2017年3月24日( カテゴリー: 本部発 )

3月7日、オイスカ西日本研修センターの海外研修生と職員15名と、
宮城県支部松島の会との交流会がありました。
会員を長年続けていただいている佐藤さんが音頭を取って開催。
松島周辺に会員が30人程に増えました。宮城全体でも会員は増加。
世界にも目を向けながら、海岸林の仕事を成功させねばなりません。

松島地区の会員さん、西日本センターの研修生みんなで集合写真

松島地区の会員さん、西日本センターの研修生で集合写真


宮城では、オイスカ=海岸林
福岡では、オイスカ=海外研修生

両地区ともにオイスカの一大基幹事業が展開されている地元一般市民にとって
こういうイメージになるのは無理はありませんし、私自身も当面は宮城で
手一杯ですし、寄り道や集中力散漫は排除せねばなりません。

そうは言っても、宮城ならではの世界に対する協力、我々のこの復興最前線の
経験を次にどう展開するかは、大きなテーマです。海岸防災林のみならず、
宮城の農業技術を自然体で、世界に役立てることができないかとも
しばしば考えています。

世界の大半の農家は「小規模」であり、将来の食糧危機予測は想像以上に
深刻でもあります。カンボジアやモンゴルの研修生と話しました。
彼らは知りませんでしたが、FAOによるこの2か国の食糧自給シュミレーションは
アジアでも指折りの悪さ。どんなに事態が好転しても危機的な両国です。

話は変わりますが、3.11前後、宮城・福島の被災地を車で2往復しました。
確かに農地の大半は復旧を終えています。その上、従来の小区画から大区画
(100m×100m)にされているのは、法人・グループ化、大規模化、集約化が
進んでいる証しとも言えます。
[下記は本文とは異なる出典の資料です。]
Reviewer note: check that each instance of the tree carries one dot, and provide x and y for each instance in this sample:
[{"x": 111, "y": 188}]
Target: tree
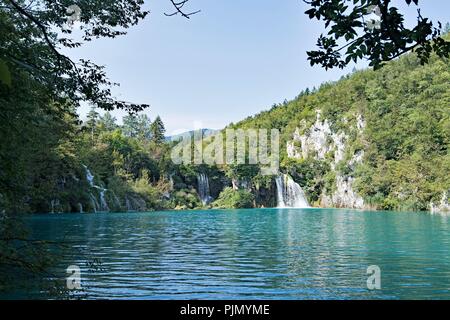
[
  {"x": 157, "y": 131},
  {"x": 108, "y": 122},
  {"x": 43, "y": 27},
  {"x": 354, "y": 35},
  {"x": 91, "y": 122},
  {"x": 137, "y": 126}
]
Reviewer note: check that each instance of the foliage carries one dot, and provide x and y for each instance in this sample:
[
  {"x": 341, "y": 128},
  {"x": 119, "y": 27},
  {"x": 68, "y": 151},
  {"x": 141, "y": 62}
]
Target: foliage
[{"x": 354, "y": 35}]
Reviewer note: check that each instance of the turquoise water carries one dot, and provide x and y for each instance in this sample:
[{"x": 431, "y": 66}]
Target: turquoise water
[{"x": 256, "y": 254}]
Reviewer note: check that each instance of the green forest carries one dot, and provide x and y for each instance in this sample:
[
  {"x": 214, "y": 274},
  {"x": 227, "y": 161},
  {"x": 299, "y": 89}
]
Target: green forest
[{"x": 387, "y": 135}]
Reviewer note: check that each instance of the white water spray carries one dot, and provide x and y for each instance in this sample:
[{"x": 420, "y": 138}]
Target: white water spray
[{"x": 289, "y": 193}]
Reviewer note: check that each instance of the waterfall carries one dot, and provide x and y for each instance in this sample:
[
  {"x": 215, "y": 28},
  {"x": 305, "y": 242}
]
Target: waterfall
[
  {"x": 289, "y": 193},
  {"x": 97, "y": 205},
  {"x": 203, "y": 188}
]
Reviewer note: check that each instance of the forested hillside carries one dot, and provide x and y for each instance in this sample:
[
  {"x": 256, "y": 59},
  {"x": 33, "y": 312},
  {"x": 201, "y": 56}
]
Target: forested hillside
[{"x": 374, "y": 139}]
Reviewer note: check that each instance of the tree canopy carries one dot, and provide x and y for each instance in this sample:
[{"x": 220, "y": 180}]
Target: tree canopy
[{"x": 352, "y": 34}]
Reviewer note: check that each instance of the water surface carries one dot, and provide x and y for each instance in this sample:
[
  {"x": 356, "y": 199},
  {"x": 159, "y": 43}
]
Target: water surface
[{"x": 256, "y": 254}]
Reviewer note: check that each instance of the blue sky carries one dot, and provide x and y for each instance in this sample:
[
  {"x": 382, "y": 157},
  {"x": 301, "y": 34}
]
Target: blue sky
[{"x": 232, "y": 60}]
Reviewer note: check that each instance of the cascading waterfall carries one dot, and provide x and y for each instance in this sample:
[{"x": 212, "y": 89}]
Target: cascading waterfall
[
  {"x": 289, "y": 193},
  {"x": 101, "y": 205},
  {"x": 203, "y": 188}
]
しかし、目を凝らして定点観測すると、
稼働率・回転率、手が回っていない姿も見えてきます。

名取では明るいニュースも聞いています。
海岸林の横のビニールハウスで、「北釜クイーン」(メロン)の栽培が復活します。
NHK仙台のニュースには、名取市海岸林再生の会の櫻井勝征さんが、メロンの熟練技術者
として珍しくメガネをかけて画面に登場しました。

震災後4月に立ちあがった北釜耕人会は、来月株式会社になります。
3夫婦で38棟の大きなビニールハウスでチンゲン菜と小松菜を育てています。
手堅く経営を進める姿を6年見てきました。どう見ても黒字です。

この春から株式会社になる北釜耕人会の方々

この春から株式会社になる北釜耕人会のメンバー


復興の一端を担うものとして「創造的復興」という言葉は寝ても覚めても
頭からいつも離れません。小さいことでも、何か一つでも新しいものを目指したい。